Moscow mystery: Questions persist about Putin's whereabouts

The more his people seek to assure the public that Vladimir Putin is just fine, the more speculation swirls that something - a love child, terminal illness or some exotic Kremlin intrigue - is up with the Russian president

Rumors about Putin range from speculation he is sick or even dead to whispers he is about to become a father. Normally in the public eye on a daily basis, Putin has not been seen since March 5, and has canceled several engagements. Three photos released by the Kremlin, of a meeting purportedly held on Friday, only added to the mystery. The pictures showed the Russian strongman meeting and shaking hands with the head of the Russian Supreme Court, but western media darkly noted that the date the photos were taken could not be confirmed. Some noted that a calendar normally seen on his desk, and which would have effectively dated the photos, was missing.

"The information on a baby born to Vladimir Putin is false. I am going to ask people who have money to organize a contest on the best media rumor."

— Dmitry Peskov, Kremlin spokesman

"When the sun comes up in spring, and as soon as spring is in the air, then the fever begins," Putin's spokesman, Dmitry Peskov, told reporters Thursday, according to official news agency Tass.

A Swiss newspaper claimed that Putin was recently in Lugano for the birth of his lovechild with his longtime alleged lover, Olympic gymnast Alina Kabayeva. But Preskov insisted that Putin is not a recent papa.

"The information on a baby born to Vladimir Putin is false," Peskov said, adding, "I am going to ask people who have money to organize a contest on the best media rumor."

Fueling the speculation was a report Thursday from a Kazakhstan government official who said Putin canceled a visit after he had “fallen ill.” Putin also missed a Thursday meeting of Russia’s annual Federal Security Service, an event he has never skipped.

The website noted that "Putin umer" or "Putin has died," is now trending on the Russian Internet and that a new website that allows users to ask, "has Putin died?"

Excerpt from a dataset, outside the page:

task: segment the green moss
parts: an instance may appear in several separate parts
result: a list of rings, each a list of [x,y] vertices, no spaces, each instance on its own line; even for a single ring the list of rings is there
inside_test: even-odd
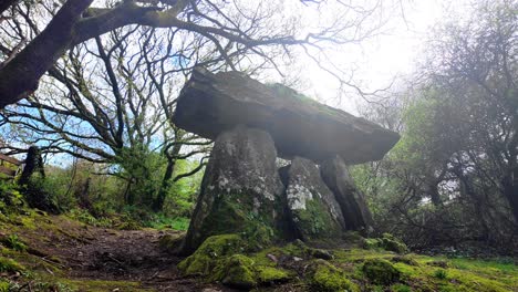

Peskov told the radio station Echo of Moscow his boss, a Karate black belt known for swimming in icy waters and riding horses bare-chested, is very much alive and as healthy as ever - even claiming his handshake could break bones.

But without an appearance from Putin, there was no shutting down the rumor machine that went into high gear after a recent planned meeting in the Kazakh capital, Astana, with the leaders of Kazakhstan and Belarus was postponed on short notice. On Wednesday, the government issued a photo of a meeting between Putin and the regional governor of Karelia, which may in fact have actually taken place as early as March 5.

Peskov told The Associated Press that Putin has a busy agenda in the coming days, including some international meetings. He said that next week the president is set to make a trip to Kazakhstan, which had been planned for this week but abruptly postponed.

Putin, 62, was last seen in public on March 5, when he hosted Italian Prime Minister Matteo Renzi.

"There is absolutely no reason for any doubts about the state of his health," Peskov told the AP. "His health is really perfect, everything is OK with him, and he's working in accordance with his traditionally overloaded working schedule."

Intrigue has been swirling in the Russian capital since an outspoken critic of Putin, Boris Nemtsov, was killed Feb. 27 by gunmen near the Kremlin. Last week, Russian police arrested five suspects, including an alleged triggerman with close ties to Chechnya's Moscow-backed leader Ramzan Kadyrov. A day after the arrests were announced, Putin awarded Kadyrov with one of Russia's highest medals, a move seen as an effort to placate the Chechen strongman.

Peskov said Putin will meet Monday with the president of Kyrgyzstan, an even that, if it happens, will cool down the rumor mill. Until then, Peskov seemed resigned to the fact that the talk  will continue.

"Actually it's very hard to explain this wave of interest toward the state of his health," Peskov said. "We do appreciate the care, the global care."